“The women’s legs are spread wide open, so I hum.”
I Am surprised no one has tried to film of this excellent book such is the lure of the dancing and parties at the hotel, the scenic beach side setting both in its heyday and later collapse and in the crackling dialogue. Hitchcock might have done Morrison proud.
Neither of its more taboo elements like a child bride and a gang rape are quite so central to the plot that they could not be airbrushed out to leave a moody ghostly story of the Up Beach hotel, the changing mores from the 1940s to the 1970s, portraits still draped in song, sexualisation, secrets and cold beer.
It reminds me strongly of Grace Metallious’s underrated classic Peyton Place, although a film and TV series did not do that epic original novel any favours. Here we are on the other side of the tracks again, only this time it is trailer trash amplified by the colour of one’s skin. It is the same gossip, the same small town confederacy, the same family confessional. I could almost hear in the narration a female version of Morgan Freeman whispering how it was, back then.

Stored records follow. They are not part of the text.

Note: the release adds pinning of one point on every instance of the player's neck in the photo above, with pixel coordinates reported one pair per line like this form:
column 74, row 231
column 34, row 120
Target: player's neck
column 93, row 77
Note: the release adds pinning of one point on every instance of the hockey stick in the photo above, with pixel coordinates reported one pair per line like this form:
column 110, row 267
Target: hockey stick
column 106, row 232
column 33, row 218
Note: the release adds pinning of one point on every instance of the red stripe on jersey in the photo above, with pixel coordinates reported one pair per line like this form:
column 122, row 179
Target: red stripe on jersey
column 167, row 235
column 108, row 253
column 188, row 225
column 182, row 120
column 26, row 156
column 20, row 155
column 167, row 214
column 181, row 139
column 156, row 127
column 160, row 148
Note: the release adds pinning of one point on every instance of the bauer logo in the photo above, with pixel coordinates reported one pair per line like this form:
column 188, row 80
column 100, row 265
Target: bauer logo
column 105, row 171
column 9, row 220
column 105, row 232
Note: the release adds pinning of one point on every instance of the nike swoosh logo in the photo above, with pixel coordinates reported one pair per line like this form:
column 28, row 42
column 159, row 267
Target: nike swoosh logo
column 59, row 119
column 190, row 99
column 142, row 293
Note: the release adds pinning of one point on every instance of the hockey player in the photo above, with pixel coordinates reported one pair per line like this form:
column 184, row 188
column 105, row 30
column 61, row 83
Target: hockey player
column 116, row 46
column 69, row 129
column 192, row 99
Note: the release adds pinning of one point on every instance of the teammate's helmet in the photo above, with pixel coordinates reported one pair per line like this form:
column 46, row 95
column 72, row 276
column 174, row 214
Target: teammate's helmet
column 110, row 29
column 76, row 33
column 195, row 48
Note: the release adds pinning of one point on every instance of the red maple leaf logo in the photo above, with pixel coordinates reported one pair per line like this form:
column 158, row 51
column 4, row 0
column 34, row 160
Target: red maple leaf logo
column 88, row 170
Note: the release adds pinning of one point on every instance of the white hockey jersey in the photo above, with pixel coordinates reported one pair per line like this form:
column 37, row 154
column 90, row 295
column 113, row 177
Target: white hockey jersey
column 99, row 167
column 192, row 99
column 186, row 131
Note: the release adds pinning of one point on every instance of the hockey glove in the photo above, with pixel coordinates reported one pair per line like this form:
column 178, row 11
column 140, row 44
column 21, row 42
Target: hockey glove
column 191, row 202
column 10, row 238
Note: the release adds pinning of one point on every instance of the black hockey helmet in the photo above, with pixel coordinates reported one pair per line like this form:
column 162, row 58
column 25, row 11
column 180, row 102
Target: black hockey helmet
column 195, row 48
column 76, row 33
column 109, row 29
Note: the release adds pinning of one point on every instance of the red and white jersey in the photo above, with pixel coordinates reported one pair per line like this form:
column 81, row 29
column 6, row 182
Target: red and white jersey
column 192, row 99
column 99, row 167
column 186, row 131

The story telling is fairy tale in its construction, a chocolate box in which each character gets a wash – here the caramel cream, here the walnut whip. They duck and dive between recollections and the present, from spoken words to inner thoughts, from the now to the then, often with no warning except a paragraph break. Sometimes it is quite brusque and stark as in this from the overture, it is:
“a story of how brazen women can take a good man down”.
And there is a brooding menace as to whether the older generation can or will take the next down with it.
“The problem for those left alive is what to do about revenge – how to escape the sweetness of its rot”
The plot is not so complex, but Morrison gives you one fragment at a time, so the drawing is never quite a full picture as she roams down the family tree and pokes into the darker recesses of why a homeless girl should turn up looking for a job, what drove May mad, why would Christine and Heed hate each other anyway, who is the mercurial L, the narrator in her kitchen, let alone the scarred and eccentric Celeste?
The male characters get a little more affection. All the sins of the granddaddy Cosey are forgiven by almost everybody while his female counterparts like the central squabbling siblings, the ghouls of Monarch Street are embalmed bitterness and their thoughts forensically revealed, the unpicking of a quilt. But even when the characters hate each other, we are lulled into their universe, seduced perhaps into pulling up a rocking chair in the old house such is the generosity in here, the lack of judgment, the sense of real people, an old lady worrying about the bath, her sister about her rings, a girl about a boy. Is there by any chance cornbread in the kitchen? Or anything left of that lamb that burnt in the oven?
This was Morrison’s eight novel published in 2003 so slips in as qualifying as 21st century although her canon has been eulogized elsewhere as a doyenne of 20th century, a Nobel prize winner in 1993, the Aretha Franklin of American literature perhaps, with a touch of James Baldwin. She is not outside looking in, but right under the duvet with her people.
“Most of my race has forgotten the beauty of meaning much by saying little.”
Her gimlet eye conjures and plays with her setting, the seaside town fallen on harder times, her prejudices, or those of her cast. in ways that draw you into their psychodramas. For choice, I would want to read this on Up Beach itself or another seaside town on the USA east coast, not too far south though.
I can only find one reference to a Morrison film adaptation that being Beloved but there was a stage adaptation of her first book Blue Eyes. I do like her real name which was Chloe Ardelia Wooford, she only became Toni after converting to Catholicism, aged 12 , when she chose the baptismal (Christian) name Anthony after the saint of Padua, the patron of lost things.